まとめ|排水・土留め・表面保護・浸透を組み合わせる
庭土が道路へ流れるエクステリアでは、流出した土だけを片付けるのではなく、雨水の発生源から道路境界までの流れを確認することが重要です。対策の基本は、雨水の通り道を整えること、土留めで土を受けること、植栽や被覆で地表を守ること、地盤条件が合う場所で雨水を分散または浸透させることの四つです。
雨どいの水が一点へ落ちている場合は排水経路を見直し、道路との高低差がある場合は土留めを検討します。裸地が広い場合は地表面を保護し、舗装面から大量の水が来る場合は、流速を落として複数の経路へ分散します。浸透は、地下水位、土質、地形、建物や擁壁との位置関係を確認し、適地である場合に採用します。
現場によって原因は異なるため、四つの方法を固定的に当てはめるのではなく、水量、勾配、土質、境界条件、排水先、維持管理のしやすさを見ながら組み合わせることが大切です。道路側溝や公共水路へ接続する工事は、管理者の条件や必要な手続を確認し、無 断で施工しないようにします。

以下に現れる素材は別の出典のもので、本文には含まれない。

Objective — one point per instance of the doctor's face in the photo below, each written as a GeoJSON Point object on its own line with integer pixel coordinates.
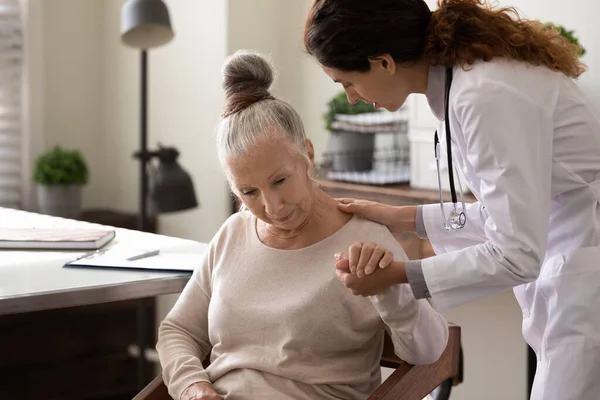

エクステリアの実務では、完成時の外観だけでなく、強い雨が降ったときにどこへ水が流れるかを説明できる計画が求められます。新築時は建物と外構の高さを早い段階で調整し、既存住宅では雨の跡を手掛かりに上流から原因を追うと、対策範囲を絞り込みやすくなります。
現地確認では、高さ、勾配、排水口、土留め、植栽、泥の堆積位置を記録することが改善の第一歩です。ひび割れや傾きのある擁壁、急な沈下、継続的な湧水、道路へ広がる大量の泥が見られる場合は、無理に自分で処置せず、エクステリア業者、土木・建築の専門家、道路管理者などへ相談してください。